(MONTGOMERY)—Attorney General Luther Strange said he is pleased by a federal court ruling today that struck down what he called “an intrusive and overreaching” rule of the Environmental Protection Agency regarding air emissions across states.
The U.S. Court of Appeals for the District of Columbia invalidated the EPA’s Cross State Air Pollution Rule (CSAPR), ruling in the case of EME Homer City Generation L.P. v. EPA.
Attorney General Strange joined with Texas Attorney General Greg Abbott and 13 other states challenging the rule.
“This ruling upholds major principles of fair play,” said Attorney General Strange. “A state must have the opportunity to propose its own plan to control air emissions before the EPA forces a federal government plan upon the state. EPA’s actions in this respect have represented a departure from the longstanding principle of cooperative federalism. I am pleased that the court today struck down this intrusive and overreaching rule.”
The court found that the rule impermissibly imposed unwarranted requirements for emission reductions on sources within “upwind” states that were believed by the EPA to contribute to non-attainment of required limits on emission levels in “downwind” states. Furthermore, to the extent that CSAPR required the states to reduce their emissions by an amount greater than their own significant contribution to a downwind state’s non-attainment, the court held that EPA exceeded its statutory authority under the Clean Air Act.
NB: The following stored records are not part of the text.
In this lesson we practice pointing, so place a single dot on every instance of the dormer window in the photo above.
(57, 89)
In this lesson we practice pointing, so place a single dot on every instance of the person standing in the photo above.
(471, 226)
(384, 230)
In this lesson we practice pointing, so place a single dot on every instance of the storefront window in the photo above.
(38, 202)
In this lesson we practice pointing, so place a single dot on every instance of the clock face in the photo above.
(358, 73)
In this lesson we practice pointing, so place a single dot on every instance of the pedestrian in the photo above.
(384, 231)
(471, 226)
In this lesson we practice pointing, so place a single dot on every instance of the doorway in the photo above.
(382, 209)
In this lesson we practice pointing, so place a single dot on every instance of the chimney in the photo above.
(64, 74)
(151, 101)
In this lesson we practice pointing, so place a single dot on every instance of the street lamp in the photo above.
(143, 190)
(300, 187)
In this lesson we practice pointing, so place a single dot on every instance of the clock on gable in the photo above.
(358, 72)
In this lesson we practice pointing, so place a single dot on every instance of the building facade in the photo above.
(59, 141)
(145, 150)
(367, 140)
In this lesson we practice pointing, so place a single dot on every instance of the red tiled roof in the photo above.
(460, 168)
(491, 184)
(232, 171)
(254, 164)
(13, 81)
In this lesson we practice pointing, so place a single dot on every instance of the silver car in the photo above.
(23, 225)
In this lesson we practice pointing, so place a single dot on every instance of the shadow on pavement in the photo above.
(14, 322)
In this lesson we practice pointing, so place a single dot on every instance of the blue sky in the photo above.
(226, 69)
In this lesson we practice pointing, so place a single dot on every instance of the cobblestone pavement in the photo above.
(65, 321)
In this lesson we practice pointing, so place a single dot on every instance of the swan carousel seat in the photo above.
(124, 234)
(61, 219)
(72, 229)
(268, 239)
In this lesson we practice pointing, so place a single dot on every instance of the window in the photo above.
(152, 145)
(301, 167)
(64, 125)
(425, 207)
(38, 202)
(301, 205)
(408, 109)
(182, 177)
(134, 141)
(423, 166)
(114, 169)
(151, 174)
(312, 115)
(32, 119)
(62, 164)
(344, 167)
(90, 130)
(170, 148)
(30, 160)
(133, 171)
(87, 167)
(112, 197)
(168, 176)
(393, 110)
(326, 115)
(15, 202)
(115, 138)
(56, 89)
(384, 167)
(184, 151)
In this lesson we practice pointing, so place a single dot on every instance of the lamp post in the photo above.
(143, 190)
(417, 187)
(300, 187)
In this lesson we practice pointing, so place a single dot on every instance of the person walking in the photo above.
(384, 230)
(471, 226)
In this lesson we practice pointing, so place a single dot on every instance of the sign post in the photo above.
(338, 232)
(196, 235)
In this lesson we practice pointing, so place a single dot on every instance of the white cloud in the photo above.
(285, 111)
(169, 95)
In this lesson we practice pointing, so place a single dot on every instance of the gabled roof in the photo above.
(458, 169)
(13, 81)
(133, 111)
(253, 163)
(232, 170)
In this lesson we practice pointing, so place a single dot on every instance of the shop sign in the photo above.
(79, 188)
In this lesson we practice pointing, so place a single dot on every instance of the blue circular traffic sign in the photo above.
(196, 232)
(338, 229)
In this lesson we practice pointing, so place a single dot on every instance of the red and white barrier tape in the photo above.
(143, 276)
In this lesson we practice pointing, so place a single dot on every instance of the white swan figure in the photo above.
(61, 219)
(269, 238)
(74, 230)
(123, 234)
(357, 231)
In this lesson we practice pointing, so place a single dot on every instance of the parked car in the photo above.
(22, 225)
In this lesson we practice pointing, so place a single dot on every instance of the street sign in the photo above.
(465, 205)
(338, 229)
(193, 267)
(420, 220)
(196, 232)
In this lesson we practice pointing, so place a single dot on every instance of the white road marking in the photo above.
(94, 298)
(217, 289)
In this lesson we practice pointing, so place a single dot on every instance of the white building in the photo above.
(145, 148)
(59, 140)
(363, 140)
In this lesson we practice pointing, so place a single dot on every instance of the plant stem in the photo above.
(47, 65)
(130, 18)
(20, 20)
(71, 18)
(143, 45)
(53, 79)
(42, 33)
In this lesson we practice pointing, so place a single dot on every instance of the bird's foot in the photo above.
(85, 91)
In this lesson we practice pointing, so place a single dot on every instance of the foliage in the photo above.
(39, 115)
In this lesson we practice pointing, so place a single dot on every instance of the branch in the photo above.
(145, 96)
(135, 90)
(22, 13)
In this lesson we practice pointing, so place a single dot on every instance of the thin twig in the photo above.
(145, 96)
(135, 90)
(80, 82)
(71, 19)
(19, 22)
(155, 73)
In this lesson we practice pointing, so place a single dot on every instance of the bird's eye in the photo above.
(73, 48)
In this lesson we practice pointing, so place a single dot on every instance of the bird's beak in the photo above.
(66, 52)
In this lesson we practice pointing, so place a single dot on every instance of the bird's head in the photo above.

The court also held that EPA itself violated the Clean Air Act by imposing Federal Implementation Plans (FIPs) on the states to achieve required emission reductions under CSAPR, without first allowing the states opportunity to submit to EPA their own State Implementation Plans (SIPs).
With its vacation of CSAPR, the court ordered EPA to continue to implement the Clean Air Interstate Rule (CAIR) pending promulgation of a valid replacement.